De acordo com a bula fundacional, devia organizar-se segundo a regra e as ordenações da Ordem de Calatrava, devia submeter-se à correição e visitação do Abade de Alcobaça da Ordem de Cister, tendo em conta a tutela de Cister sobre Calatrava.40 Já o Templo tinha tido uma matriz cisterciense, a qual terá condicionado a decisão papal de vincular a nova instituição a Calatrava, tendo por base um fundamento canónico.

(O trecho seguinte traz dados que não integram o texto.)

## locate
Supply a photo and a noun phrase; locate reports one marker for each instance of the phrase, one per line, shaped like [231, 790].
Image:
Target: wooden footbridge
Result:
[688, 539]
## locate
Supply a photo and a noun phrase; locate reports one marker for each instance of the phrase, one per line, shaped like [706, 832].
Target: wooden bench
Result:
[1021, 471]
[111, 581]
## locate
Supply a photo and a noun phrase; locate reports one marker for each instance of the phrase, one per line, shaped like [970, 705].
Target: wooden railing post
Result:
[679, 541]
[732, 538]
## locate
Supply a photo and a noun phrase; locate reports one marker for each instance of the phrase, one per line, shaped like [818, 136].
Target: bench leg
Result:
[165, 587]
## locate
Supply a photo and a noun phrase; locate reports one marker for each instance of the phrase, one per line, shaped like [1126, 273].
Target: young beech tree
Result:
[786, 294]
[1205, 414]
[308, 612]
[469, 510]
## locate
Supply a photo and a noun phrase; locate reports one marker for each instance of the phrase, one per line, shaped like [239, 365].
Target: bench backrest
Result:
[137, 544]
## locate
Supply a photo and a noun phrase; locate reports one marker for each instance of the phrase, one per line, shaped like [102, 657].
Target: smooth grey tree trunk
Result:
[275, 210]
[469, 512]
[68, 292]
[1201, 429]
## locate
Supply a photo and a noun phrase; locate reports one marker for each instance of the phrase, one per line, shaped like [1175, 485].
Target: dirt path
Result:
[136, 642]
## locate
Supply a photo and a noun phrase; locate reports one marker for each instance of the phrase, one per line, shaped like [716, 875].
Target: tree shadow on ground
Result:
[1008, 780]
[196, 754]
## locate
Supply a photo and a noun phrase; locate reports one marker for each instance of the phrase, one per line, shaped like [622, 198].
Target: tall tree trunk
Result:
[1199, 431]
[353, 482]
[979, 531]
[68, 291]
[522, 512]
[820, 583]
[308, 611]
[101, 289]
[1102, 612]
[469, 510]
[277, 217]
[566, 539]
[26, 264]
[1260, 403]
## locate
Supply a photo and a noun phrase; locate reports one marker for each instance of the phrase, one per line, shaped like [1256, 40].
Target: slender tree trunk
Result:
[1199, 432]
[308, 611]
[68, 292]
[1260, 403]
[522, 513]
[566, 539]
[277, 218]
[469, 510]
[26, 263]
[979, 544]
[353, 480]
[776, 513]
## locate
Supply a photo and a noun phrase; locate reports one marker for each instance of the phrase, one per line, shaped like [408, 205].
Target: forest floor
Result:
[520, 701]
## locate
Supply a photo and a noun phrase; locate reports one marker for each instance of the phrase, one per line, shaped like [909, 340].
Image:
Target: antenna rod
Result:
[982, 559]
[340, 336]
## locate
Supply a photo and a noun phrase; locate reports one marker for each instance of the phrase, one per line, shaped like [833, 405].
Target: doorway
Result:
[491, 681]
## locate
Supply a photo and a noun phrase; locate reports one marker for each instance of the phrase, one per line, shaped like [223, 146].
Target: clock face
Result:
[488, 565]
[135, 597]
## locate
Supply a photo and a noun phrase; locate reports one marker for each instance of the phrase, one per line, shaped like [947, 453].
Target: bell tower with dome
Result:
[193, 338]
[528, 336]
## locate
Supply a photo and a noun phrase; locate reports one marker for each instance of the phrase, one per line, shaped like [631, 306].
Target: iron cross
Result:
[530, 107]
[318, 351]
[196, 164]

Ao mesmo tempo que se fixava a base territorial através das sucessivas Ordenações, também se estabelecia o número de freires que compunham a Ordem de Cristo. As Ordenações de 131941 falam em 86 freires (71 cavaleiros, 9 clérigos e 6 serventes), as de 132142 apontam 84 freires (69 cavaleiros, 9 clérigos e 6 serventes), as de 132343 mencionam 80 (66 cavaleiros, 8 clérigos e 6 serventes) e as de 132644 recuperam os números da primeira versão, referindo 86 (71 cavaleiros, 9 clérigos e 6 serventes). Do ponto de vista nominal não se sabe quem era a esmagadora maioria destes homens. As perseguições aos Templários, ocorridas sobretudo em França,45 não parecem ter tido lugar em Portugal, pelo que alguns Templários terão transitado para a nova Ordem.46
A segunda questão que acima referimos, e que se afigura determinante para a compreensão da criação da Ordem de Cristo, consiste no reconhecimento de que não se tratou de uma ação isolada no contexto que então se vivia. O evidente controlo deste processo pela monarquia tem eco em outras manifestações do reforço da autoridade régia sobre todas as outras Ordens Militares.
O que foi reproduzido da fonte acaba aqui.